彼女が居るのはギルドと呼ばれる、事務所ような建物の前。ブルームがいるこのギルドは『冒険者ギルド』と呼ばれていてそこそこの人数が出入りしている。
「よし!」
ブルームは覚悟を決めて、ギルドの大きくて重い扉を開けた。
「す、すごい……」
ギルドの中に入ったブルームは目をキョロキョロ。
手前には、椅子と机がいくつか並んだ休憩場所。休憩場所の右奥にはもくもくと煙が立ち上る食事処、左奥にはアイテムショップ…。

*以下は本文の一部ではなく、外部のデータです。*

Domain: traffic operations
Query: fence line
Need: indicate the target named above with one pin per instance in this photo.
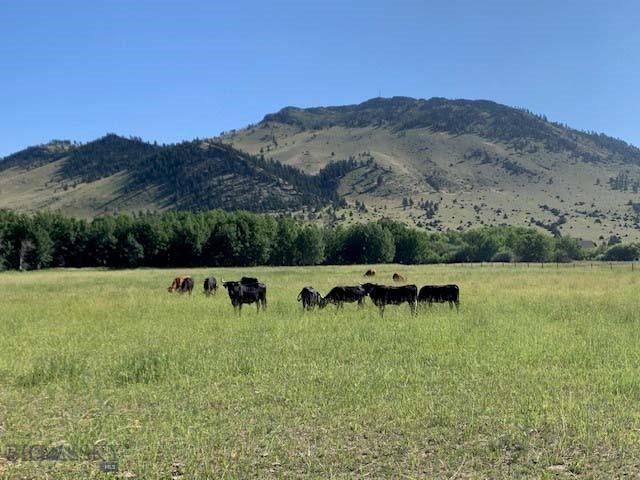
(543, 265)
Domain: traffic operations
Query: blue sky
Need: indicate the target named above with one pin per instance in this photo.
(171, 71)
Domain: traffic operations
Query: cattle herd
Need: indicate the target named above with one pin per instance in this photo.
(249, 290)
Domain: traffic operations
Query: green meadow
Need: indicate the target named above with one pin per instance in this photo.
(537, 376)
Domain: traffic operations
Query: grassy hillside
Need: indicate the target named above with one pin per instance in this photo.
(436, 164)
(480, 162)
(540, 381)
(116, 173)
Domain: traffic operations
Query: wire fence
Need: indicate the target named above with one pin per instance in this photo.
(588, 265)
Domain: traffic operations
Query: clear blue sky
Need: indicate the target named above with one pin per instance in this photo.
(170, 71)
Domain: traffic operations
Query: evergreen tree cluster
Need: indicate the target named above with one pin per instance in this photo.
(221, 238)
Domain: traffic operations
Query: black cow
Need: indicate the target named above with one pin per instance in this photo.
(249, 293)
(381, 296)
(440, 294)
(340, 295)
(310, 298)
(186, 286)
(210, 286)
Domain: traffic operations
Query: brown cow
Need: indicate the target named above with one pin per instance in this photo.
(176, 285)
(399, 278)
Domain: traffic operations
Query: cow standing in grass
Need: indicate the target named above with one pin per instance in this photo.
(187, 285)
(382, 295)
(310, 298)
(241, 293)
(176, 285)
(399, 278)
(210, 286)
(431, 294)
(341, 295)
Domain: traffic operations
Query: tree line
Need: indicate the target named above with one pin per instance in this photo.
(240, 238)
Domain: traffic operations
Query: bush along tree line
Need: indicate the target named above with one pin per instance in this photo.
(221, 238)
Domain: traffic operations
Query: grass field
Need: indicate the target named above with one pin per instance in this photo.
(537, 376)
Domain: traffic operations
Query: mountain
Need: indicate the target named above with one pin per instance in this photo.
(452, 164)
(436, 164)
(126, 174)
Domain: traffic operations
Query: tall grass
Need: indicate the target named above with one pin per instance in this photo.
(536, 376)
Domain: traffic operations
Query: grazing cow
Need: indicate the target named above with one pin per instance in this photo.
(240, 294)
(399, 278)
(187, 285)
(210, 286)
(440, 294)
(381, 296)
(176, 285)
(340, 295)
(310, 298)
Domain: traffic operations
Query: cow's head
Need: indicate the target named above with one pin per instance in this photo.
(368, 287)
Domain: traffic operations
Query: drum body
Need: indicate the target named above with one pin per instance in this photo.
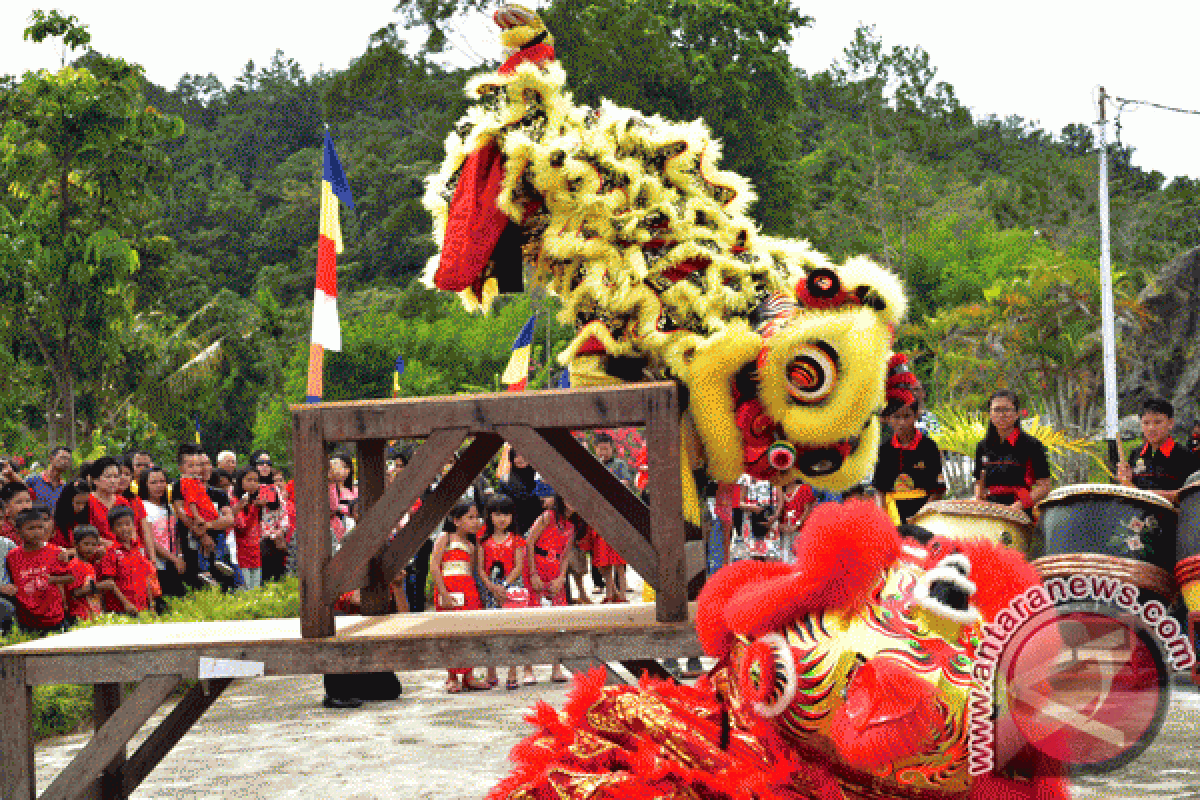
(1187, 547)
(1113, 530)
(977, 519)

なかでも特に目立つのは、正面にある受付。数人のスタッフ、その隣にはたくさんの紙が貼られた掲示板…。どれも孤児院育ちのブルームにとっては初めて目にするものだった。
「ギルド登録希望の方はこちらです!」
受付では手が空いていそうな一人の青年が呼び込みを行っている。
「ギルド登録お願いできますか!」
「分かりました!! では、こちらの書類を…」
ブルームが声を掛けると、青年は笑顔で1枚の書類と黒ペンを渡した。書類には、名前欄、登録職業欄と冒険者ギルドのルールや決まり事などが書いてある。
ブルームは一文一文読んでいき、名前を書いた。
「えっと…、職業って……」
「職業はあなたが登録する職業です!
あとから変更できるので、無い場合は戦士にすることをお勧めします」
「ありがとうございます!」
ブルームはお礼を言うと、ペンを走らせる。
「じゃあ、これでお願いします!」
「はい、承りました。手帳を作成するので、少々お待ちください」
青年は紙を持って受付の奥の部屋へ行った。
ブルームは改めてギルドの中を見回す。ギルドにはたくさんの人がいる。それぞれ掲示板を眺めたり、休憩場所で談笑していたり…。魔法使いのような格好の女性、ガタイのいい男性、小柄で不思議な武器を持った人もいる。
「お待たせしました! こちらが冒険者手帳です。」
帰ってきた青年はブルームに手のひらサイズの手帳を渡す。
「こちらにはあなたの職業、ギルドランクなどが書いてあります。モンスターを倒した場合の討伐証明書もそちらに保存するので、紛失しないでくださいね。」
「ありがとうございます!」
ブルームは手帳を受け取りお礼を言う。
「それでは、これにて登録完了なのですが、質問はありますか?」
「えっと…ギルドランクってどういうものですか?」
ブルームは先ほどの手帳についての説明で気になっていたことを聞く。
「ギルドランクですね! ギルドランクは、冒険者ギルドにおけるランクで、依頼をこなすと少しつづ上がっていきます。また、ランクによって同時に受けられる依頼の数が増え、高ランクの依頼が受けられるようになったりします。」
青年は、ギルドランクについて丁寧に説明した。
「ありがとうございます!!」
ブルームは青年へ深々と頭を下げた。